Scritta in trincea dal soldato Frederick W. Heath
"Come potevamo resistere dall’augurarci buon Natale, anche se subito dopo
ci saremmo di nuovo saltati alla gola? Così è cominciato un fitto dialogo con i
tedeschi, le mani sempre pronte sui fucili. Sangue e pace, odio e fratellanza:
il più strano paradosso della guerra. La notte si vestiva d’alba –
una notte allietata dai canti dei tedeschi, dal cinguettio degli ottavini e
risate e canti di Natale dalle nostre linee. Non è stato sparato un colpo,
eccetto giù alla nostra destra, dov’era al lavoro l’artiglieria francese."
Il regalo più bello
"Non c’era più smania di uccidere, ma solo il desiderio di un pugno di
semplici soldati (e nessuno è tanto semplice quanto un soldato) che nel giorno
di Natale, a ogni costo, si arrivasse a un cessate il fuoco. Ci siamo passati
sigarette e scambiati una quantità di piccoli oggetti. Abbiamo scritto i nostri
nomi e indirizzi sulle cartoline di servizio, per poi scambiarle con quelle dei
tedeschi. Abbiamo strappato i bottoni delle nostre giubbe e avuto in cambio
quelli dell’armata imperiale tedesca. Ma il regalo più bello è stato il pudding
di Natale. Al sol vederlo gli occhi dei tedeschi si sono spalancati in bramosa
meraviglia, e dopo il primo morso erano nostri amici per la vita. Se avessimo
avuto abbastanza pudding di Natale, ogni tedesco nelle trincee di fonte a noi
si sarebbe arreso."
L’assalto
“Se la trincea era dura, l’assalto era un incubo”: la
vita in trincea era dura, rischiosa ma, a confronto dell’assalto,
accettabile. Ti proponiamo alcune brevi considerazioni tratte dall'opera
"Isonzo 1917" di Mario Silvestri:
“Uscire dalla protezione della trincea e lanciarsi nel
vuoto, verso le armi che sputavano fuocosecondo uno schema studiato da mesi; la
sopravvivenza determinata da un fatto puramente statistico: il non
trovarsi sul percorso di una pallottola; una decimazione ripetuta tante volte, che
alla fine di una serie di attacchi solo un piccolo gruppo di superstiti si
guardava smarrito e terrorizzato: questo toccava il limite delle
possibilità di sopportazione dell’uomo normale.
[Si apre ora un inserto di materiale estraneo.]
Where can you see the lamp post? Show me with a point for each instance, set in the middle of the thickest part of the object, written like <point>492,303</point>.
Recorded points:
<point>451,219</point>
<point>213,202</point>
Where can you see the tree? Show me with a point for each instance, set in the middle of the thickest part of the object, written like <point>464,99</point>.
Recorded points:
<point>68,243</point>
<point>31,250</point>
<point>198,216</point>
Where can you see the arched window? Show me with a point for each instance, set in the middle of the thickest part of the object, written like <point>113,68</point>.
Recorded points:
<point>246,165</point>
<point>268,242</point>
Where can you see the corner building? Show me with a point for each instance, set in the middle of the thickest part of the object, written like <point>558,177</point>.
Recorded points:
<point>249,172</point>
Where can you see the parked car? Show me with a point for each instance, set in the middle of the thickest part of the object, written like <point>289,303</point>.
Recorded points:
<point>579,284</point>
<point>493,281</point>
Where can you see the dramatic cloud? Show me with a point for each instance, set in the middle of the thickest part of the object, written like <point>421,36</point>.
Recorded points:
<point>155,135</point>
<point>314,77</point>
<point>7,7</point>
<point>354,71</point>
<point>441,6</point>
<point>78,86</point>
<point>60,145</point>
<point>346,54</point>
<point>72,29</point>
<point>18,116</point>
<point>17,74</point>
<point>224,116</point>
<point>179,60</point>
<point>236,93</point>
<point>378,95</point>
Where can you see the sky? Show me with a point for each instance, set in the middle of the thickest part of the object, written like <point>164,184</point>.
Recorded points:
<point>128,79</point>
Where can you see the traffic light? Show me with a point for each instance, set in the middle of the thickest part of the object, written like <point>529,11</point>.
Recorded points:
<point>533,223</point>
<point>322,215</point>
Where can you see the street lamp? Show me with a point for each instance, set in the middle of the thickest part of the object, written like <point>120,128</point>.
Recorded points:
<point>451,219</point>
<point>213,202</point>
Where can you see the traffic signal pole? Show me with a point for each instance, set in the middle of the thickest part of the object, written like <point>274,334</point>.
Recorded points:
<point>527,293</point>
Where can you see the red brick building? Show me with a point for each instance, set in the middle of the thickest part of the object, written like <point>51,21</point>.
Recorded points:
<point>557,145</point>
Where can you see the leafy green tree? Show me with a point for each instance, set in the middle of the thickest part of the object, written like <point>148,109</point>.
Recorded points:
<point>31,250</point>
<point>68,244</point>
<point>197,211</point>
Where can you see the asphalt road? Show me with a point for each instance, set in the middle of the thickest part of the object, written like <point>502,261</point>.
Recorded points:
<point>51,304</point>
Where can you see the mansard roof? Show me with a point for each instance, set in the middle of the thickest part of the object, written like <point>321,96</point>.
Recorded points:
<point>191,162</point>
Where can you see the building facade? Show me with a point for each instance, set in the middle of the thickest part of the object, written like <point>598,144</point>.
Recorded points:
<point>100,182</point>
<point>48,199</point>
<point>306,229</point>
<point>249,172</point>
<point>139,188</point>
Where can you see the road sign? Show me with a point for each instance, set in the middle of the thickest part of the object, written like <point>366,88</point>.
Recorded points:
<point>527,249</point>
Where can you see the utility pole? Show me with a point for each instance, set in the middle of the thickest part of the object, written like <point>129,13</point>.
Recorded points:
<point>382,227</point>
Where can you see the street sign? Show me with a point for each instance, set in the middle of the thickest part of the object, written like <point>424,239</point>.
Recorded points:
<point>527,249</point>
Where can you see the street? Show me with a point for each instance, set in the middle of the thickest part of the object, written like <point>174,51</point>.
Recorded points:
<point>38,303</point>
Ogni volta che un essere umano era sottoposto ad una
simile prova, perdeva una parte della sua personalità, una parte della
capacità di intendere e di volere. Dopo un certo numero di queste
esperienze il giovane combattente era trasformato in un essere psichicamente
malato.
Si diedero casi di suicidio, per la paura di dover andare
all’assalto. La pazzia improvvisa era tutt’altro che infrequente."
“Non avevo mai visto tanta rovina”
Mamma carissima, pochi minuti prima di andare all’assalto
ti invio il mio pensiero affettuosissimo. Un fuoco infernale di artiglieria e di
bombarde sconvolge nel momento che ti scrivo tutto il terreno intorno a noi...
Non avevo
mai visto tanta rovina. È terribile, sembra che tutto debba essere inghiottito da un’immensa
fornace. Eppure, col tuo aiuto, coll’aiuto di Dio, da te fervidamente pregato, il mio
animo è sereno. Farò il mio dovere fino all’ultimo.